Sunday, 10 April 2011

Day trip to the Kayak Attractor Device

Yesterday  Dee organised a trip out to the Sydney Fish Attractor Device (FAD) off Manly with the option of heading out to the Sydney Waverider buoy. The FAD is 7.5km off Bluefish Point on North Head, and the Waverider about 4 km further east.

Ten of us assembled at Watson’s Bay at 7.30am. Beautiful weather for an offshore trip: 10-15knot NW, moving around to NE, negligible sea

Dee was keen to try her dead reckoning ( and there had been some discussion about “Dead” vs “ded”, but I’ll side with the Elizabethans any day) so she estimated time and heading using vectors and allowing for the EAC to push us 2km/hr south. Dee's account of this trip is at

We headed out into the spectacular calm (if you can have such a thing). Profound contrast to two weeks earlier when I’d been off North Head with a 30-knot southerly blowing on top of 3m seas and 3m waves.  We paddled steadily on Dee’s heading, those of us carrying GPS’s keeping our mouths shut.

After an hour and a half we (Mike S and I) thought we really should mention to Dee that we had overshot according to the GPS and on both his unit and mine we were getting further away. Turned out the  southward current flow was negligible and we had been making better speed than we had estimated. We headed south again and soon the yellow dot of the FAD hove into view.
Kayak Attractor Device at work

Never been out to a FAD before, didn’t know what to expect. Turned out to be a simple buoy which just by its presence aggregates pelagic fish. There you go.
Dee arrives at the FAD

Everyone was feeling pretty relaxed so we set out a further 4km to the east to the published position of the waverider buoy, which is about 12km offshore.  
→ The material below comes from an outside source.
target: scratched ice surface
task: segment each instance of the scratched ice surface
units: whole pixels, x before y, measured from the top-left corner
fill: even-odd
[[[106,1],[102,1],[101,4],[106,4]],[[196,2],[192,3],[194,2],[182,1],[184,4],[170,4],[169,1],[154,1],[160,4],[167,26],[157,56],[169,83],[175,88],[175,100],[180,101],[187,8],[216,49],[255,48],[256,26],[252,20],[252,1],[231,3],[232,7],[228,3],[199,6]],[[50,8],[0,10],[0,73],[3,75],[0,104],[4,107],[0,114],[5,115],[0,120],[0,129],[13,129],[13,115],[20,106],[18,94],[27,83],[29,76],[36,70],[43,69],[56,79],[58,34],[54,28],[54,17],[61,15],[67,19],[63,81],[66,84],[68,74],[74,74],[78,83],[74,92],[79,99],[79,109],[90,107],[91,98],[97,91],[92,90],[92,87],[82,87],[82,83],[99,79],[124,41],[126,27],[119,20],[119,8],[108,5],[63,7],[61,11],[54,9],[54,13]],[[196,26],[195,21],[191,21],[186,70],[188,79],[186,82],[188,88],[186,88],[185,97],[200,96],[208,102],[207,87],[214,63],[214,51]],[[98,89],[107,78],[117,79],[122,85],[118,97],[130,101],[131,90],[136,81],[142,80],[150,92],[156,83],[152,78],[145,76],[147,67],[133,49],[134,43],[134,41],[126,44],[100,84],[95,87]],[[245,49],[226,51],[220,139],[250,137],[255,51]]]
We found the position OK but no buoy to be seen. A bit strange hanging around at a designated spot with nothing but open ocean. Lovely spot to be, though.

The Phantom Waverider

Turned for home. Took forever to get back to the heads, and I had a bad case of mirage bum by the time we pulled into the lee of the cliffs. The amazing appearing Andrew Eddy popped into view from the West, having slipped into the harbour half an hour ahead of everyone else by dint of some canny navigation, seeking a faster run in than a simple straight line.

Google Earth GPS track courtesy Mike Steinfeld. No idea how the pine  tree is doing. 

6 hours on the water, 37km under our hulls, damn fine day.